Occasionally, those conversations take a turn that makes her uncomfortable, suddenly switching into a category we might describe as white people talking to white people when they’re sure there’s no one but white people around. She’s had clients blurt out some appalling things, hateful, ignorant, infuriating statements about African Americans, Asians, Hispanics, gays … you name it. In another context, a non-work setting, their comments would likely have prompted a sharp rebuke from my friend, likely something withering, pointed and laced with just the right amount of profanity.
But that sort of response isn’t an option in the context of her work, where she’s required to keep her cool, to be unfailingly polite, friendly and cheerful. In that context, she’s developed some various other ways of responding.

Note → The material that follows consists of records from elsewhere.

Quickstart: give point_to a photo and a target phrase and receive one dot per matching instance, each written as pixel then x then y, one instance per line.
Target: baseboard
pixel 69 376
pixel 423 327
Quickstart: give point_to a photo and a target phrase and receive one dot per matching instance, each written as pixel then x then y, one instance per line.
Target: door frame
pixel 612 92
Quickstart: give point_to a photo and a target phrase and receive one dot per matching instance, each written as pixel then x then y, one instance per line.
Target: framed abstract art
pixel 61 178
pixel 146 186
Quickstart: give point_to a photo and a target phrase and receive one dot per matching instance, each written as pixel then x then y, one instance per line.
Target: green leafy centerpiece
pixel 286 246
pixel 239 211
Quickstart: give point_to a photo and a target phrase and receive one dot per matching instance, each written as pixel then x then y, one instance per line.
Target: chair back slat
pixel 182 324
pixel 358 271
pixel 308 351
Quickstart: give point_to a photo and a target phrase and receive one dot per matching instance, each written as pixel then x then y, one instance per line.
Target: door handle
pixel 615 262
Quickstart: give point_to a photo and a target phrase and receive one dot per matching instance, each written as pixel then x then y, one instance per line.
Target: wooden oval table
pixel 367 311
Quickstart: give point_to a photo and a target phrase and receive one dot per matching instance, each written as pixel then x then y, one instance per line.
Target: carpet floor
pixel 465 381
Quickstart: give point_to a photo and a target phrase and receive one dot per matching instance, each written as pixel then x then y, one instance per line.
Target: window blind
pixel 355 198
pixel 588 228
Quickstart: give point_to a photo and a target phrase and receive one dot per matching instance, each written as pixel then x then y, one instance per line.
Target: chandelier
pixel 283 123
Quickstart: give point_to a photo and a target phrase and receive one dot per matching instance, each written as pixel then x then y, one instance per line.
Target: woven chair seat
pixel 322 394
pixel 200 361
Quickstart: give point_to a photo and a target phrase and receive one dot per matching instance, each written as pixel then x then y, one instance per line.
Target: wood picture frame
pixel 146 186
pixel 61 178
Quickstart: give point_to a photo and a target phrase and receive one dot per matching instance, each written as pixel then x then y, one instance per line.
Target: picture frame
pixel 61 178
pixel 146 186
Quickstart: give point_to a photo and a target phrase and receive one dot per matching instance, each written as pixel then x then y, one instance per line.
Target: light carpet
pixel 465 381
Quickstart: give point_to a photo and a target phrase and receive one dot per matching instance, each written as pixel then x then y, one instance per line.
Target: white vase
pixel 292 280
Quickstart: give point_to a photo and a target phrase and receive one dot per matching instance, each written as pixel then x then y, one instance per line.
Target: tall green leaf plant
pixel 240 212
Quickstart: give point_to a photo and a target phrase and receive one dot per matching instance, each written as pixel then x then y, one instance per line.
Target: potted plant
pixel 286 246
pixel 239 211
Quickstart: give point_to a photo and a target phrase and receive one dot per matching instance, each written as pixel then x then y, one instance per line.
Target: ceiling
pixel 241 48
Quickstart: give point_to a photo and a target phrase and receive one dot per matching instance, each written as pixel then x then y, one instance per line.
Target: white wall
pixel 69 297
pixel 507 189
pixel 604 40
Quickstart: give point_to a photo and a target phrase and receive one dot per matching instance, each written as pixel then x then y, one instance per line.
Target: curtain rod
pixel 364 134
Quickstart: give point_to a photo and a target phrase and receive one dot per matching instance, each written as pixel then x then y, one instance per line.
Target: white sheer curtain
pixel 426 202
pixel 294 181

One trick she sometimes uses is to talk about food.
That doesn’t apply in every case, but it works pretty well, for example, for transforming the dynamic of a conversation in which some client has expressed their fear, unease, or flat-out, bald-faced, xenophobic hate in response to the number of South Asian immigrants in our area. My friend acts as though she completely missed the unambiguous animosity of her client’s comment and begins to gush, with cheerful enthusiasm, about the many excellent Indian restaurants in the area and about her one client — lovely woman, a biochemist — who gave her a family recipe for naan bread. Have you ever had naan? I mean the real stuff not store-bought it’s delicious you have to try it I could give you that recipe if you want I’ll bring it Thursday or samosas have you ever had really good samosas?